I really, really enjoyed music. I’ve directed a choir and sang in choirs. Music was paramount to me. I took piano lessons for 8 years until I went to college, well from 8 yrs old until I was 16. My mother wanted me to major in music but I knew that I could not be a concert pianist – I wasn’t that good. But I really didn’t want to teach kids how to play and so when I came here I didn’t realize I could have taught music in a school. Where I came from in upstate New York they didn’t have any African American teachers so it didn’t really cross my mind. So when I was involved with the church my mother was always happy. All the lessons paid off. Music was so paramount to me. I always liked writing too. I have some stories that have never been published, publishing is not really what it used to be. So I really only had one small book published, but I didn’t really do much to promote it. But I have some other stories in my computer that I need to do something with them. They talk about where I’m from and what I’m about, I need to print them out and give them to a family member. The one that I do have self-published (it got to be too expensive that’s why I haven’t done much with it) is called “The Other Side of Life.” It’s the story of young high school aged people, one from the 19th century and two from the 21st century whose paths crossed. One from the 19th century managed to come across into land from the 21st century and he had to adjust himself to being in the 21st century. All three of them ended up going back to the 19th century. One of the 21st century kids was black and when he found himself in the 19th century he was scared to death.
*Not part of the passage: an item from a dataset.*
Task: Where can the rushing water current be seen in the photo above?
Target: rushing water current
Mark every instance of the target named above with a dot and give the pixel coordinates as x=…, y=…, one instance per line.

There focus when they were in the 19th century was how they were going to get back to their own century. That’s called “The Other Side of Life” I’m proud of that. Of my writing. My mother was always a reader, she worked in a church. My father was a red cap. So he didn’t really have a high-level job but he worked as a delivery man. I’m proud of them for making the most of their lives even though they didn’t have a high-level education, but they were smart people. They made the most of what was. They couldn’t get the kind of jobs they should have had because of the time they lived in. But they didn’t worry about it. Daphne’s advice to all (in talking about racial injustice): “Just be active, make the world better.”